というわけできっぱりとあきらめて。それでも悪あがきとして少しはマシに見えるであろう服を選ぶ。
「・・・そう言えば今日、俺女性用の服売り場に一人で突入しないといけないのか?」
厳密には霊体化したアサシンさんがついてくることになるんだけど、つまり周りから見れば男が一人で入ってきた図になるわけで・・・
「・・・ジーンズにシャツで、ひとまず出掛けられはするはず。超目立つけど。目立ちすぎるけど・・・」
・・・・・・・・・仕方ない、とあきらめた。
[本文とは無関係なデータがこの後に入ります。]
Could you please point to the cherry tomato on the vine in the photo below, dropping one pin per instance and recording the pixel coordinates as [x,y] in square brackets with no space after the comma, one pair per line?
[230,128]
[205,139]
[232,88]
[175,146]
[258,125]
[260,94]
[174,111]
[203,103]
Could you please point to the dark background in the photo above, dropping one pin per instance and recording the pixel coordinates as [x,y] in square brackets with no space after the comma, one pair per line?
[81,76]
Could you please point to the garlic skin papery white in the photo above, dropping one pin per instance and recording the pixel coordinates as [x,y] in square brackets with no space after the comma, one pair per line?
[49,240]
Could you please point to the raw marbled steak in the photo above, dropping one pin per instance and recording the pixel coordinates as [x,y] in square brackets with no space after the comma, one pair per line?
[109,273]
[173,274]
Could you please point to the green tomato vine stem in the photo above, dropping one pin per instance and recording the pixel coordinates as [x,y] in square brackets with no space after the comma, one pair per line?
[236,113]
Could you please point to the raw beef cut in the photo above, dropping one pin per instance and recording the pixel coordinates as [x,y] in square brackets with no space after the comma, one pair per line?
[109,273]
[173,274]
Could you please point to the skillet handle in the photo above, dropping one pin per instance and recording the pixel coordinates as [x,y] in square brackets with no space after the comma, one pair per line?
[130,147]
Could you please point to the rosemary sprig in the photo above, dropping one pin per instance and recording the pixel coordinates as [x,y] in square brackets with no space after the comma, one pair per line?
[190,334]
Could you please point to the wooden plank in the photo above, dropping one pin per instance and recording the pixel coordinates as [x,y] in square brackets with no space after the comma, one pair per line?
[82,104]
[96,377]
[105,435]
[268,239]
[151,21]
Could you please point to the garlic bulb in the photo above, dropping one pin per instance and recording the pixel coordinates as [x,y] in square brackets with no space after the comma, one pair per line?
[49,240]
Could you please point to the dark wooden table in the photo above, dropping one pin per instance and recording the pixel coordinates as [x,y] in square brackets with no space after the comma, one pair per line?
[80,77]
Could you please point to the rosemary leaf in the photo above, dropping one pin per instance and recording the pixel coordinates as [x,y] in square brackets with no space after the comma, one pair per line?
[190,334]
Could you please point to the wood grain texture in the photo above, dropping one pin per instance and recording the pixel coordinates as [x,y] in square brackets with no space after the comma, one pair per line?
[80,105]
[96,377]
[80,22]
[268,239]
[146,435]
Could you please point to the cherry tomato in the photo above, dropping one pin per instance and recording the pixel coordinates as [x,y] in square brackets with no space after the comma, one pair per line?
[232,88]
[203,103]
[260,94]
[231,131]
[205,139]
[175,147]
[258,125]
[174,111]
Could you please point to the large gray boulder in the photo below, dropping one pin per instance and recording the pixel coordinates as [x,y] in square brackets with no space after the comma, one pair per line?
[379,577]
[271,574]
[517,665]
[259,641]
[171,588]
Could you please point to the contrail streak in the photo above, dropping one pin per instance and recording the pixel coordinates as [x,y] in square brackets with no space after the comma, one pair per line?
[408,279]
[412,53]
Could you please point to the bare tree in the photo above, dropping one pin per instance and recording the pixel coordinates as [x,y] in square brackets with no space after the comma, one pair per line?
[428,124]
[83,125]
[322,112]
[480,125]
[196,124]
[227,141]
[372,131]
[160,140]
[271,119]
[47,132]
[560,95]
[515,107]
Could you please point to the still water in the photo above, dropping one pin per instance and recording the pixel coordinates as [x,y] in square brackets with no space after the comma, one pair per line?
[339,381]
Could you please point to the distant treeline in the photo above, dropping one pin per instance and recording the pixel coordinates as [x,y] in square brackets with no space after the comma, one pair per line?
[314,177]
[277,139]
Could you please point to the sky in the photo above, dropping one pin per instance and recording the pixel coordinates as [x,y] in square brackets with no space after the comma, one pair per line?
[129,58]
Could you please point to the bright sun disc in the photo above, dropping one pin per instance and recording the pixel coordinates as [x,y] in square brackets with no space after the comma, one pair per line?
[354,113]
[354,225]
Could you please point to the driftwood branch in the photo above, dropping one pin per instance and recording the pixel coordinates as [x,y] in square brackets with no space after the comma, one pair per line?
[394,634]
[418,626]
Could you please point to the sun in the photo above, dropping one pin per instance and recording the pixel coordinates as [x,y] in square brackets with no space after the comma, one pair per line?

まだこっちの方がマシだろう、とも言える。
=☆=
「というわけで早速の予定変更で申し訳ないのですが、この服を着て実体化してついてきてくださらないでしょうか・・・」
「別にいいわよ?私が遊びたいって言ったんだもの」
と、向かい合って朝食を取りながら年ごろ男子の葛藤を話したところ、なんてことないかのように言ってくれた。どれだけ頭を下げても下げ足りないのではないだろうか、こんな格好をすることを良しとしてくれるだなんて。
「でも、そうね。確かに難しいわよね」
「はい、難しいんです・・・すいません、彼女すらいたことないんで」
「あら、そうなの?可愛い見た目してるのに、不思議ねぇ」
可愛い・・・まあ、貶してるわけじゃないみたいだし、いいか。